本実施例のレンズ駆動処理によれば、映像記録を行っていない時(非記録モード)において、目標駆動速度信号がしきい値Bより小さい場合はオープン通電切換駆動で駆動される。一方、目標駆動速度信号がしきい値B以上の場合はフィードバック通電切換駆動で駆動される。このため、映像記録を行っていない時(非記録モード)は全てオープン通電切換駆動で駆動する場合に比べて、消費電力の低減が可能である。
なお、上述のとおり、駆動選択手段としての駆動回路110は、第1のドライバ111及び第2のドライバ112を動作させる。特に、図10(a)に示される駆動処理において、駆動回路110は、目標駆動速度信号に応じて、第1のドライバ111又は第2のドライバ112のいずれかでモータを駆動させるように信号を出力する。より具体的には、後述のとおり、目標駆動速度信号が所定のしきい値A(第1しきい値)又はしきい値B(第2しきい値)より大きいか否かで判定される。
図10(b)は、本実施例におけるモータの駆動速度と位置決めトルクの関係を示すグラフである。本図において、横軸は駆動速度Vを、縦軸は位置決めトルクTを示している。また、図中のA、Bはしきい値A、Bを示している。OPで示された線は、オープン通電切換駆動での駆動速度と位置決めトルクの関係、FBで示された線は、フィードバック通電切換駆動での駆動速度と位置決めトルクの関係を示している。また、T0は、補正レンズの駆動に必要な最低位置決めトルクである。なお、ここで言う位置決めトルクとは、停止位置からモータが動かず保持されたままの状態をキープするために必要なトルクのことである。

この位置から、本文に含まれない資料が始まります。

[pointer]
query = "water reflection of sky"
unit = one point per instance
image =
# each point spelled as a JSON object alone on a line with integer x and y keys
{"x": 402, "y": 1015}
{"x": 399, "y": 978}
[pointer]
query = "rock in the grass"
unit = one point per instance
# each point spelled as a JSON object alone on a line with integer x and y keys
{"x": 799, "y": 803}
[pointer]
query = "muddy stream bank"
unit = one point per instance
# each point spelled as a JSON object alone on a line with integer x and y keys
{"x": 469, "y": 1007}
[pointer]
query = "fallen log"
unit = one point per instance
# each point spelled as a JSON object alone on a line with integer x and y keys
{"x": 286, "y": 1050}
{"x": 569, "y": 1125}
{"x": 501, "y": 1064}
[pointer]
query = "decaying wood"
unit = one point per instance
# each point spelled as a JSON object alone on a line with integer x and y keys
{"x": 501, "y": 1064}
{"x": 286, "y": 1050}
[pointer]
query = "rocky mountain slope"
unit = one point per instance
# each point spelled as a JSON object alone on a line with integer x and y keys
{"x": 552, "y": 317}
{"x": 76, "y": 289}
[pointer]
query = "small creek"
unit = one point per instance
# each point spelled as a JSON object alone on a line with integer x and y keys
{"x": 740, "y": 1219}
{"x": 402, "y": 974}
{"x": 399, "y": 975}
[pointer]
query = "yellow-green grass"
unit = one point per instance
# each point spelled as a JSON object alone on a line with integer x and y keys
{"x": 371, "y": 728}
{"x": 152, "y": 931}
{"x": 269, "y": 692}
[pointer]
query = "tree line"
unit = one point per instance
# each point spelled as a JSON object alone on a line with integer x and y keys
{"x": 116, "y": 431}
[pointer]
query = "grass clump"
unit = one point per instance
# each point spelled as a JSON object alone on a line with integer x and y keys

オープン通電切換駆動では、低速度時に高い位置決めトルクを持つ。しかし、高速時には徐々にトルクが落ち、速度V2では脱調が起きて位置決めトルクが急激に低下する。一方、フィードバック通電切換駆動では、ロータの位置を検出しながら通電を切り換えるため、脱調を抑えることが可能であり、オープン通電切換駆動と比較して高い速度でも駆動が可能である。
また、電圧制御又は電流制御によって位置決めトルクが最低位置決めトルクT0と釣り合うように制御されているため、トルクは最低位置決めトルクT0で一定となる。ただし、フィードバック通電切換駆動では、電圧制御又は電流制御により駆動速度を制御するため、低速になるに従って電流値が低くなる。この結果、出力可能なトルクが制限され、速度V1以下では最低位置決めトルクT0を下回ってしまう。
したがって、V1より小さい速度ではオープン駆動を用い、V2より大きい速度ではフィードバック駆動を用いることが望ましい。すなわち、本実施例におけるしきい値SHはV1より大きく、V2より小さい値であることが望ましい。
ここで、しきい値SHとして実際に設定される値の、しきい値Aおよびしきい値Bの大小関係について説明する。本実施例においては、しきい値Aはしきい値Bより大きい値に設定している。
図11(a)は、映像記録を行っている時のモータの駆動速度と消費電力との関係を示すグラフである。また、図11(b)は、映像記録を行っている時のモータの駆動速度と位置決めトルクとの関係を示すグラフである。映像記録を行っている時(記録モード)は、図9のフローチャートで示したように、しきい値SH(第1しきい値)はしきい値Aに設定される。図11中の斜線部が、映像記録を行っている時の消費電力および位置決めトルクを示している。
図12(a)は、映像記録を行っていない時のモータの駆動速度と消費電力との関係を示すグラフである。また、図12(b)は、映像記録を行っていない時のモータの駆動速度と位置決めトルクとの関係を示すグラフである。映像記録を行っていない時(非記録モード)は、図9のフローチャートで示したように、しきい値SH(第2しきい値)はしきい値Bに設定される。図12の斜線部が、映像記録を行っていない時の消費電力および位置決めトルクを示している。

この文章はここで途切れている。